Simulated Author's Rebuttal

3 responses · 0 unresolved

We thank the referee for the constructive and detailed comments, which help improve the rigor of our presentation. We address each major comment below and will revise the manuscript to incorporate clarifications and additional analyses where appropriate.

read point-by-point responses
  1. Referee: [§4 Experiments] §4 (Experiments) and evaluation protocol: Agents are evaluated directly on the same coding/science/math task distributions used to populate the archive during search, with no mention of held-out validation sets, separate test splits, or regularization against task-specific exploitation. This setup makes the outperformance and cross-domain transfer claims vulnerable to overfitting to benchmark idiosyncrasies; a concrete fix would be to re-run searches with held-out data and report whether gains persist.

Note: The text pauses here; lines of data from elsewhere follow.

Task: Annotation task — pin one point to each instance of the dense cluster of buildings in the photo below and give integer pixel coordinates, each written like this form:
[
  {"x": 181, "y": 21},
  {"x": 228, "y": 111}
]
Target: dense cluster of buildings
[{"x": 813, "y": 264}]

    Authors: We acknowledge the concern regarding potential overfitting to the task distributions used during search. However, the observed strong transfer performance across entirely distinct domains (coding to science/math) and models already provides substantial evidence against task-specific exploitation, as the agents were never exposed to the target domain or model during search. To further address this, we will add experiments in the revised manuscript that re-run the Meta Agent Search process using held-out task splits for final evaluation and report whether the performance gains and transfer properties persist under this stricter protocol. revision: yes

  2. Referee: [§3 Meta Agent Search] §3 (Meta Agent Search algorithm): The description of how the meta-agent selects and generates new agents from the archive lacks detail on safeguards against non-functional, hallucinated, or trivial code, and on archive management (e.g., pruning or diversity mechanisms). This is load-bearing for the claim of reliable progressive improvement, as ineffective programs could dominate without explicit controls.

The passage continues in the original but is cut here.